その[f]ステップは、過去の海象と、その過去の海象のときのトリム角と、その過去の海象のとき燃料消費量とを関係付けてその航行データとして蓄積するステップを含むことが好ましい。ここで、上述のトリム変更量を算出するステップは、その抵抗増加量特性データベース(28)またはそのデータ蓄積部(33)のその航行データの少なくとも一方を参照して、その複数のトリム角のうちのその船舶(1)の抵抗の増加量が最小のトリム角をその最適なトリム角とするステップを含むことが好ましい。
【発明の効果】
【0020】
本願において開示される発明のうち、代表的なものによって得られる効果を簡単に説明すれば、航走する水面に、波浪が存在した場合であっても、効率の良い推進が可能となるという効果がある。
【図面の簡単な説明】
【0021】
【図1】図1は、航走トリム自動変更システムを適用した船1の構成を例示する側面模式図である。

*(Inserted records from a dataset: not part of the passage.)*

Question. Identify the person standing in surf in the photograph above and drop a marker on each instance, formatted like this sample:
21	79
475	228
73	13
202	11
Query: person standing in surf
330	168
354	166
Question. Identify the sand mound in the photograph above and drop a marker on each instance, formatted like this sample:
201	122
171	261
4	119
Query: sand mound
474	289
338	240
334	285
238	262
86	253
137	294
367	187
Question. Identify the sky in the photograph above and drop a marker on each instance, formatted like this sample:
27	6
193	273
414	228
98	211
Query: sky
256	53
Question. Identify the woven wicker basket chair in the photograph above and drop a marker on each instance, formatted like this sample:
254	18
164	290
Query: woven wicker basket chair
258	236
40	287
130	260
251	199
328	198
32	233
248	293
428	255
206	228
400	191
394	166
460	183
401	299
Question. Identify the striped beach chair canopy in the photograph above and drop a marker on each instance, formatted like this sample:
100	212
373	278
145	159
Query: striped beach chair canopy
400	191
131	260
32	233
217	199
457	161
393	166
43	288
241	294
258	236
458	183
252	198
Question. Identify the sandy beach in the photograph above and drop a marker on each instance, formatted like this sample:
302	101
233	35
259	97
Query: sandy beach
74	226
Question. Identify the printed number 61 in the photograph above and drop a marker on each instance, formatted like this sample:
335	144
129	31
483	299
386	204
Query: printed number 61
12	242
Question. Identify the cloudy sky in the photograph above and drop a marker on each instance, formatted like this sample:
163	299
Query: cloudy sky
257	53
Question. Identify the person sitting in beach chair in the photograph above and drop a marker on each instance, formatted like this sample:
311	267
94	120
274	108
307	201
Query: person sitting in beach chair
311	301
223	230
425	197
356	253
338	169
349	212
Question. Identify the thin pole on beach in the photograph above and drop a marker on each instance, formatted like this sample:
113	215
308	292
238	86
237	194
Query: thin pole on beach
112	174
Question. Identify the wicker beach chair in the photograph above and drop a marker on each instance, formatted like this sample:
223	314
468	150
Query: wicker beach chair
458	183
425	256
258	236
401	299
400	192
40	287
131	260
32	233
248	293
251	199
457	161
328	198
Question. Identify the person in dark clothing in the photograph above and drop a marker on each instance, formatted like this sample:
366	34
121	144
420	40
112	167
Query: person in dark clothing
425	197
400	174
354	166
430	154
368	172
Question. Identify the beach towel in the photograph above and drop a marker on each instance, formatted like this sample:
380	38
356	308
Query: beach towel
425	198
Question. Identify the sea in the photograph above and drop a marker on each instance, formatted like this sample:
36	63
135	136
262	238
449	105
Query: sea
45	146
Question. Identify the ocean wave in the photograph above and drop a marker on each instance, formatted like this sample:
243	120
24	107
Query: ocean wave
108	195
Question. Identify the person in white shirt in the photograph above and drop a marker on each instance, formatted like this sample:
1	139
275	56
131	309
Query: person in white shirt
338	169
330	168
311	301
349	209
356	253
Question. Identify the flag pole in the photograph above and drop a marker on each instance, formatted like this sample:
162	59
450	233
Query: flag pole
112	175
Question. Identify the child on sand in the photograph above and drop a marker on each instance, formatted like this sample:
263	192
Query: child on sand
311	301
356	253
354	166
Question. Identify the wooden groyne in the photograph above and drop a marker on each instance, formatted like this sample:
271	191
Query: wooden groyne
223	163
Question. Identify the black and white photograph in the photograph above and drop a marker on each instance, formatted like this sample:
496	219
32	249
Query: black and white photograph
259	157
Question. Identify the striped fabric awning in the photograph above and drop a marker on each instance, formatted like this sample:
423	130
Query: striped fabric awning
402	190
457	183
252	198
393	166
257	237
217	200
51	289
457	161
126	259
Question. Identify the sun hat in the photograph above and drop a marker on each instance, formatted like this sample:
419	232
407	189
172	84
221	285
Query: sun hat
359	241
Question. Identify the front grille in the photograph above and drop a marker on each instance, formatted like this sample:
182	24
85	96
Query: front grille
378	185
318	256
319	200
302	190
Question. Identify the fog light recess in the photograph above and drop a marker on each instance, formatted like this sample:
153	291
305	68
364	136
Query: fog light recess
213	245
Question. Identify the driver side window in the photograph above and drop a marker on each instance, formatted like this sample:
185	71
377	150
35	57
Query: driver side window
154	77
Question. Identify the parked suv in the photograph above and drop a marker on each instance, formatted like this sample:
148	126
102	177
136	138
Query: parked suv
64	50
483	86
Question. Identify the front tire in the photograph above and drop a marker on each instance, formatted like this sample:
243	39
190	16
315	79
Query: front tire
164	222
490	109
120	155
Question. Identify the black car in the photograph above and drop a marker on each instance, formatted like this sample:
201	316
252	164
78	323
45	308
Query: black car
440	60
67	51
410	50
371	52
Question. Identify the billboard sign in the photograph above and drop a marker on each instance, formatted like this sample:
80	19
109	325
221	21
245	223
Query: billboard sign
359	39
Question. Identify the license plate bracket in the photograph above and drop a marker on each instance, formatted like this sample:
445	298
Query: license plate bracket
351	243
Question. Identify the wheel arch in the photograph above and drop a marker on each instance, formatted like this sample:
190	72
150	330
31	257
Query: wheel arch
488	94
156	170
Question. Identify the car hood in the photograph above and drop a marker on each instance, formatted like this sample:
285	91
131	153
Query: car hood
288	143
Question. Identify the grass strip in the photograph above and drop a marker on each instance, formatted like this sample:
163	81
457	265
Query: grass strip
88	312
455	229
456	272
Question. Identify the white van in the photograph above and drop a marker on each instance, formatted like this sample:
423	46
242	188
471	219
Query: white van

【図2】図2は、船1のバラストタンクの配置を示す平面模式図である。
【図3】図3は、第1実施形態の航走トリム自動変更装置2の構成を例示するブロック図である。
【図4】図4は、抵抗増加量特性データベース28の構成を例示する図である。
【図5】図5は、本実施形態の動作を例示するフローチャートである。
【図6】図6は、第2実施形態の航走トリム自動変更装置2の構成を例示するブロック図である。
【図7】図7は、第3実施形態の航走トリム自動変更装置2の構成を例示するブロック図である。
【図8】図8は、第4実施形態の航走トリム自動変更装置2の構成を例示するブロック図である。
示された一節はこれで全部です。